His marketing drove an 8x increase in average deal size. His company blew out its revenue number. The shift up-market they'd been chasing? It was working.
Then bonus time came. And Ryan didn't get one.
Because he missed his MQL goal.
I've been thinking about that story since I listened to this recent episode of RevOps Champions. Not because it's unusual. Because it's so common. Ryan did everything right for the business and got penalized for it, because the metric and the mission were pointing in different directions.
The reality is that most of us were taught to measure activities, not outcomes.
Sales coaches taught us to track call volume, follow-up cadence, emails sent. Marketing teams were held to leads generated, downloads, website visits. The logic made sense. Activities are what you can control. You can never guarantee a deal is going to close, but you can guarantee that your rep did the activities that could lead to a close.
And over time, optimizing for what's controllable instead of what actually matters creates an expensive gap between what our teams are doing and what our business actually needs.
Ryan put it plainly: "When you measure activity instead of impact, marketing is looked at as a cost center. And when it's time to reallocate budgets, marketing gets the short end of the stick."
In most of our businesses, while effort is appreciated, it’s not enough. At the leadership level, people are not judged on their level of effort. The investors, board members, and CEOs care about impact. And outcomes.
When we set goals at the beginning of a quarter, we're declaring what we believe success looks like. If marketing is chasing MQL volume while our sales team is pursuing bigger deal sizes, we haven't aligned our teams.

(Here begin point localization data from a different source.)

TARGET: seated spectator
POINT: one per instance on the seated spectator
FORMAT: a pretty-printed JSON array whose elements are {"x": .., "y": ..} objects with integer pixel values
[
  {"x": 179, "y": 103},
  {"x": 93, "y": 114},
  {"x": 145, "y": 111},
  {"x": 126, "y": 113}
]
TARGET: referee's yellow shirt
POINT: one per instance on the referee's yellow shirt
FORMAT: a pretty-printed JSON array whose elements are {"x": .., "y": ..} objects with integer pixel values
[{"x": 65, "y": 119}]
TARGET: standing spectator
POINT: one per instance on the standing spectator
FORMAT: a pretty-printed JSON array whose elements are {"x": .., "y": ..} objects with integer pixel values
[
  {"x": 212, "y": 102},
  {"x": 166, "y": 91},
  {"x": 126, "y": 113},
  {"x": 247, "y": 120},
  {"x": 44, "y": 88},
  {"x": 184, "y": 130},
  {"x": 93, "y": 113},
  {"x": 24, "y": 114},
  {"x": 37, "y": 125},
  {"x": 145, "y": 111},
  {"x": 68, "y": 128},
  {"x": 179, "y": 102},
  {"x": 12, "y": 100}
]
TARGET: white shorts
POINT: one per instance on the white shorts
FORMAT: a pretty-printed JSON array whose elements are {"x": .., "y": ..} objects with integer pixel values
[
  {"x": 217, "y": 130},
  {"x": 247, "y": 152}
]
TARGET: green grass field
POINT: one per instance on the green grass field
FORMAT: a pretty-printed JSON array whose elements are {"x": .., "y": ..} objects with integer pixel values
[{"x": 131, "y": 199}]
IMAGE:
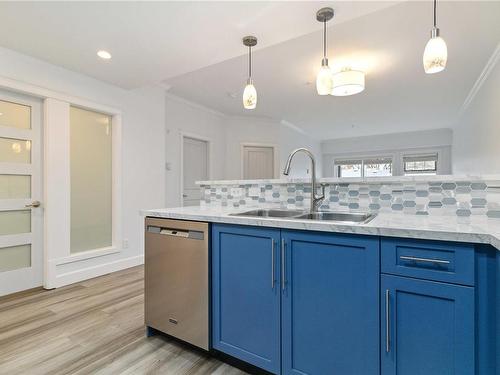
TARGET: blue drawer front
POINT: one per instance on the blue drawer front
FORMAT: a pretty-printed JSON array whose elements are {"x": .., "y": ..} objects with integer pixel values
[{"x": 432, "y": 260}]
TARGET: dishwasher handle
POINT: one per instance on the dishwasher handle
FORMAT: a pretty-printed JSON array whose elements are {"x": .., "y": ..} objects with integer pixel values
[{"x": 183, "y": 233}]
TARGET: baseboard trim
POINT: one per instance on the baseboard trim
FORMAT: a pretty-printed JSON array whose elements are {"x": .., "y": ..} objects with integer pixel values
[{"x": 94, "y": 271}]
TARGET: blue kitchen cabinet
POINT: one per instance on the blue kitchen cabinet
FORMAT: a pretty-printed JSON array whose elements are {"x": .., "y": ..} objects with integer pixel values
[
  {"x": 330, "y": 304},
  {"x": 427, "y": 327},
  {"x": 246, "y": 294}
]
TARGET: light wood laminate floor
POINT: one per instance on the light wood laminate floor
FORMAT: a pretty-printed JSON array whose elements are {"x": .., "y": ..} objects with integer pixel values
[{"x": 92, "y": 327}]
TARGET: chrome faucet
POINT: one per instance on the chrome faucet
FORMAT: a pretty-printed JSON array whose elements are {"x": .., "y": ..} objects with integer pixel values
[{"x": 315, "y": 200}]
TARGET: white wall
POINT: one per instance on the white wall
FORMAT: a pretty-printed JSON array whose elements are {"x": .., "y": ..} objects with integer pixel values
[
  {"x": 143, "y": 129},
  {"x": 227, "y": 134},
  {"x": 255, "y": 130},
  {"x": 183, "y": 117},
  {"x": 394, "y": 145},
  {"x": 476, "y": 135}
]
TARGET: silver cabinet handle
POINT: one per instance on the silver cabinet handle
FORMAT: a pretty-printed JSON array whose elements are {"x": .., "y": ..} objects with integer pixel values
[
  {"x": 426, "y": 260},
  {"x": 33, "y": 204},
  {"x": 283, "y": 264},
  {"x": 387, "y": 322},
  {"x": 272, "y": 264}
]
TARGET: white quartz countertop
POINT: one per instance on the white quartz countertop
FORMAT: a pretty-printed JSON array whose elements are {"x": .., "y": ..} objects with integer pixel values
[{"x": 473, "y": 229}]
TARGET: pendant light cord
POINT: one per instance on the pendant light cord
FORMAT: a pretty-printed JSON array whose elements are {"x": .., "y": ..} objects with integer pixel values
[
  {"x": 249, "y": 62},
  {"x": 324, "y": 39},
  {"x": 435, "y": 6}
]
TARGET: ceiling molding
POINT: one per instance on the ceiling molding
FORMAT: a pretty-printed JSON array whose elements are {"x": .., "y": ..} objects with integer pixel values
[
  {"x": 488, "y": 68},
  {"x": 194, "y": 105},
  {"x": 288, "y": 124}
]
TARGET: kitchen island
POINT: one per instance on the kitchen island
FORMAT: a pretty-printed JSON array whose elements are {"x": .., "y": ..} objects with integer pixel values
[{"x": 400, "y": 294}]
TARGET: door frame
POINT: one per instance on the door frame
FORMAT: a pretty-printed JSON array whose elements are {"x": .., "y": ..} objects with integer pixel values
[
  {"x": 198, "y": 137},
  {"x": 276, "y": 157},
  {"x": 29, "y": 277},
  {"x": 55, "y": 247}
]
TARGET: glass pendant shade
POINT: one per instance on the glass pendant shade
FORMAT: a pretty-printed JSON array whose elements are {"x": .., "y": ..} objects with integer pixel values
[
  {"x": 324, "y": 80},
  {"x": 348, "y": 82},
  {"x": 249, "y": 96},
  {"x": 435, "y": 55}
]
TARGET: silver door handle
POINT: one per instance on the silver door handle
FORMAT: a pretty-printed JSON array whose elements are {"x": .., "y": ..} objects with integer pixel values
[
  {"x": 387, "y": 322},
  {"x": 283, "y": 264},
  {"x": 425, "y": 260},
  {"x": 272, "y": 264},
  {"x": 33, "y": 204}
]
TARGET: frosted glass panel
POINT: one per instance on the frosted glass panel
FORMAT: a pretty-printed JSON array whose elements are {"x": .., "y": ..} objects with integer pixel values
[
  {"x": 15, "y": 257},
  {"x": 15, "y": 222},
  {"x": 91, "y": 180},
  {"x": 15, "y": 115},
  {"x": 15, "y": 186},
  {"x": 15, "y": 150}
]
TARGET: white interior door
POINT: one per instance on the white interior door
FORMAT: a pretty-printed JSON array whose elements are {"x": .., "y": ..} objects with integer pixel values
[
  {"x": 21, "y": 257},
  {"x": 258, "y": 162},
  {"x": 195, "y": 168}
]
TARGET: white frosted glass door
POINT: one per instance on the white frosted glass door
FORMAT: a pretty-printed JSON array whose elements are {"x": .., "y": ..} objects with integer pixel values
[
  {"x": 21, "y": 216},
  {"x": 195, "y": 168},
  {"x": 91, "y": 180}
]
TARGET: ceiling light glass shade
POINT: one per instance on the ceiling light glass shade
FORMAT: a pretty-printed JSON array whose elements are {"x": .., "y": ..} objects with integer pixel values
[
  {"x": 435, "y": 55},
  {"x": 324, "y": 80},
  {"x": 348, "y": 82},
  {"x": 249, "y": 96}
]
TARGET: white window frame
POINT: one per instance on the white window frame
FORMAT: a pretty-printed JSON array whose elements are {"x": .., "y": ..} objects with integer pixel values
[
  {"x": 362, "y": 158},
  {"x": 422, "y": 156}
]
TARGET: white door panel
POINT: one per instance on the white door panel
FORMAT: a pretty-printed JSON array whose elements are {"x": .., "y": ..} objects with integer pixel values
[
  {"x": 21, "y": 257},
  {"x": 195, "y": 168}
]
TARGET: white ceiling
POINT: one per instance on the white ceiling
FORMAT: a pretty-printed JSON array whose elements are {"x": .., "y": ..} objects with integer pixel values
[
  {"x": 153, "y": 41},
  {"x": 388, "y": 45}
]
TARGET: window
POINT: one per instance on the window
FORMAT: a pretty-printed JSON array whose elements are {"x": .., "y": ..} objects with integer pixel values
[
  {"x": 414, "y": 165},
  {"x": 349, "y": 168},
  {"x": 91, "y": 180},
  {"x": 369, "y": 167},
  {"x": 377, "y": 167}
]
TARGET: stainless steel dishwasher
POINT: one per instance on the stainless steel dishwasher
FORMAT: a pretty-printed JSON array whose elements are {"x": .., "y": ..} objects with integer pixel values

We've pointed them at different targets and hoped they'd somehow arrive at the same place.
That's not a marketing problem. It's a leadership problem.
Here's what I know to be true: clients don't hire us for activities. They hire us for results. There's rarely a proven formula for results. We start with experience, which gives us a thesis of what should work, and then we iterate smartly to get to the desired outcome as fast and efficiently as possible.
In marketing's case, Ryan's argument is that it should be measured on dollars of pipeline generated, not lead volume. I agree, and that's how we do it ourselves. That shift forces a different conversation. It asks: is what we're doing actually influencing revenue? Are the right people entering the funnel? Are they moving through it faster because of what marketing has already done?
At Denamico, we spend a lot of time helping revenue teams move toward what we call Insight Maturity. What many companies don't realize is that implementing a CRM is just the beginning of the journey.
To get real value out of a CRM, leadership needs to be able to see what's working, make confident decisions, and stop second-guessing their data. When we work with clients beyond implementation, that's exactly what we're building toward. They get not just a CRM, but a true revenue operations system, and with it, a faster path to Insight Maturity. Companies that get there are more predictable. And a more predictable company is a more valuable company.
Are your goals this quarter measuring what your business actually needs or what's easiest to count?
Cheers to outcomes over activity. None of us need to work harder.